Saturday, November 21, 2015

Utility to recreate phase decks from system cartridge working properly

UTILITY TO PRODUCE SYSTEM INIT DECK AND DISTRIBUTION CARTRIDGE

I continued testing the code as I flew home, getting it nearly ready to use. By the early afternoon I had a clean run through the first sector of the SLET - phases 01 to 98 - but found a bug in my code to skip the five device entries from 99 to 9D.  Once fixed, the utility appeared to punch out all the decks properly, with their header cards and all separated by the 9s cards the way that UCART punches the decks.

I am still missing the text for 31 of the header cards, since I didn't have those phases in my card trays. I will check a few other sources to see if I can capture the missing header cards. Since they are in straight hollerith code, it should be easy to snap a picture of a card to extract the text.

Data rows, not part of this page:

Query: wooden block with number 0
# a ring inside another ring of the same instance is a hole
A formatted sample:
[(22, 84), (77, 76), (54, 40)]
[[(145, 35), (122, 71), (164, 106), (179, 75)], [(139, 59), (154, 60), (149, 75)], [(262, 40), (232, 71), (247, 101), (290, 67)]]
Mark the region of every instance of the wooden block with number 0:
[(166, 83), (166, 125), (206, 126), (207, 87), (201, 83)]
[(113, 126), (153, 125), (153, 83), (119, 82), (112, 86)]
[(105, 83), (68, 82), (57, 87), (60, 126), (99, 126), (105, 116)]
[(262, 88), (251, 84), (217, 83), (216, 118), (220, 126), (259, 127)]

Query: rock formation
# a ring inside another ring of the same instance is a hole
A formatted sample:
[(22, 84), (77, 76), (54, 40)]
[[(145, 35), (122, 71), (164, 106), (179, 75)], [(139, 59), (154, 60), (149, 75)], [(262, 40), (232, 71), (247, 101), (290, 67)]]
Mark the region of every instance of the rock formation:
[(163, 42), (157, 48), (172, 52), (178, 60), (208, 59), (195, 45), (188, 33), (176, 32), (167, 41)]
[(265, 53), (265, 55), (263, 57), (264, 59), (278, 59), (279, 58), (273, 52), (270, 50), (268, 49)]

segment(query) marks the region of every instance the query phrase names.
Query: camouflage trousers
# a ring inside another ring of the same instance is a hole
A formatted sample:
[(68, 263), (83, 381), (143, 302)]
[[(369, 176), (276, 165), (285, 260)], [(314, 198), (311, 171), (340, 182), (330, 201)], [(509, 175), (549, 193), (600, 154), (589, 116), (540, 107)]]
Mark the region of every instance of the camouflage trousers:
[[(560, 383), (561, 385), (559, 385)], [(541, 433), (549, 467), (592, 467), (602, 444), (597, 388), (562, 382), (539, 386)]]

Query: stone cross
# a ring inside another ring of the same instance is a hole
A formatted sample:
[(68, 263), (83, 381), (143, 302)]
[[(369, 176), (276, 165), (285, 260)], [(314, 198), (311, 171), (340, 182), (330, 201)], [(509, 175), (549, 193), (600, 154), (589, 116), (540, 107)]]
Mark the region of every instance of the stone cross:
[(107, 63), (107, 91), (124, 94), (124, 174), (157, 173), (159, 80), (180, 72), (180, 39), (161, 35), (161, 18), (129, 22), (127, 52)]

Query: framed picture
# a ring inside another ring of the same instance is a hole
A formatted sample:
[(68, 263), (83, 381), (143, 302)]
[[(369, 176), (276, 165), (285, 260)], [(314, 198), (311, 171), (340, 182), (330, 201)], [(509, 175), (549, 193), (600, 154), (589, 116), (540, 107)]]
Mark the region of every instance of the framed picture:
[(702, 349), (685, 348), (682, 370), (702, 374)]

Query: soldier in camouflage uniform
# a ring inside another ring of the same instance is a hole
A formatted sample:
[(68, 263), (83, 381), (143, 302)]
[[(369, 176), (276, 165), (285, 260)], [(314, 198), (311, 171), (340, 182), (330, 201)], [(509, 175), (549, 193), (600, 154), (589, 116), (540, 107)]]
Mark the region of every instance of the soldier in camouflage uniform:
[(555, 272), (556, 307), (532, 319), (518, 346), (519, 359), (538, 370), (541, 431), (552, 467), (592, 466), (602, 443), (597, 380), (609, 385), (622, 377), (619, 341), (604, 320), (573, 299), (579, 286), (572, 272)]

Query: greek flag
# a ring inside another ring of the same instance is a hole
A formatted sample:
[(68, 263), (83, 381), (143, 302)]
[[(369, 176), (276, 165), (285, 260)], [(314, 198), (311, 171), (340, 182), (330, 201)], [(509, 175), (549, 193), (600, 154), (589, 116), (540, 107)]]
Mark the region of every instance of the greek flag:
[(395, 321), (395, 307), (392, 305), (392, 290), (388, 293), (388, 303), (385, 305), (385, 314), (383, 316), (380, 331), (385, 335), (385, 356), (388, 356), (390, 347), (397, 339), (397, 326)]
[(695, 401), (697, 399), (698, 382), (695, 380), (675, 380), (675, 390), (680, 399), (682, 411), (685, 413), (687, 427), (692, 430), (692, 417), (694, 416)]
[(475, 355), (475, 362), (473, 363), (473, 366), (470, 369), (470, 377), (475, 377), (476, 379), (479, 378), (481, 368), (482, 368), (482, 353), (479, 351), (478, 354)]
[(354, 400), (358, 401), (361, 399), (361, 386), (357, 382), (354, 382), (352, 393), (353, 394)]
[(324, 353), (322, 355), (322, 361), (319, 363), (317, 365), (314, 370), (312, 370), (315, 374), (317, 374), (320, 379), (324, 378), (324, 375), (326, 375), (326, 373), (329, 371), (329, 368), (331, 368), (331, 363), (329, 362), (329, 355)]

I need a quick small utility to split out the decks into separate files, so that they can be manipulated and used in an initial system load. My first major proof point of this will be to build a scratch disk cartridge on the 1130 simulator and use my deck of cards from the utility to load the disk. Then, I can compare them sector for sector with the cartridge I used as the input to my utility. They should match exactly.

If they do match, then I can run this on the real 1130 with my disk cartridges to capture the accurate object code shipped from IBM, The disk images we have online were recreated from source tapes and listings in a herculean effort by Brian Knittel but may have undiscovered differences due to typos or other transcription errors. This process will validate the total correctness of the simulator disk images.

The major purpose is to build the full system initialization object decks from my systems, including compilers like RPG, Fortran and Cobol, so that I can walk through the steps of system building and maintenance exactly as would have occurred decades ago with real machines and distribution cartridges.

READING APPLICATION PROGRAM FROM CARDS

The Computer History Museum is receiving a donation of an application program that handles garment designs and plots output on the 1627, but the donor would like a machine readable copy. The deck of cards was shipped to me so that I could read them with my documation card reader and convert them to the IBM 1130 simulator format. The deck is roughly one box of cards, about 2000 punched cards.

Since columns 73 to 80 are sequencing and identification, there are a maximum of 72 characters per card. This deck has just over 140KB of characters, but realistically probably closer to 60K since many cards are much shorter than 72 columns, with spaces taking up all the remaining columns.